Jerry Kennedy said he and his mother owned Fashion Cleaners in Jacksonville for 20 years before it closed.
"One time, when they were building the Walmart out here in Jacksonville, a guy called and asked to speak to her," Jerry Kennedy said. "We used to do personal laundry for people, like underwear and socks, stuff like that. I told him I was her son and asked to take a message. The guy wanted her to know that he was moving back to Tennessee and just wanted to tell her how much he appreciated what my mother did for him. It was personalized service. She cared."
She had three children, three grandchildren and six great-grandchildren.
She was widowed in 1973 and lost a son to homicide in 2014.
"She was my friend. That's what I'm going to remember most about her," her son said. "She was my friend."
He said his mother was a hard worker and liked to joke around. She also taught her children manners and respect.
"When I go into a store, I will hold a door open for a woman. She'll say, 'Thank you.' And I will tell them, 'That's the way my mother taught me,'" Jerry Kennedy said. "That's the type of woman she was."
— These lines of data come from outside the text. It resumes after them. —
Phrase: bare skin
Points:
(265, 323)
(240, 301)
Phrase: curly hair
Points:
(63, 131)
A Health Department report on Thursday said 26 residents at the home had tested positive for the virus, including two who died.
Twenty-four workers at the home have also tested positive, according to the report.
Jerry Kennedy said his mother lived a good life for nearly 93 years, but he was upset that she died from covid-19.
"These people that are dying are real people. They're not just a statistic," Jerry Kennedy said. "My mother was the greatest woman ever born. People need to realize this virus is real. If it happens to someone down the street then it's no big deal to people. But if it happens to your mother, your brother or sister, then it's suddenly a big deal."
Nancy Burlee, 73, a resident of Encore Healthcare and Rehabilitation in Little Rock, died Wednesday at CHI St. Vincent Infirmary in Little Rock, of covid-19, according to a Pulaski County coroner's report.
Burlee was admitted to the hospital Sunday with a fever and an active urinary tract infection and then diagnosed with covid-19.
Her medical history includes Alzheimer's disease, dementia with behavioral disturbances and hyperlipidemia, according to the coroner's report.
The nursing home has had one resident and one worker test positive for covid-19 and one death from the virus, according to the Health Department report.
Information for this article was contributed by Michael R. Wickline and Eric Besson of the Arkansas Democrat-Gazette.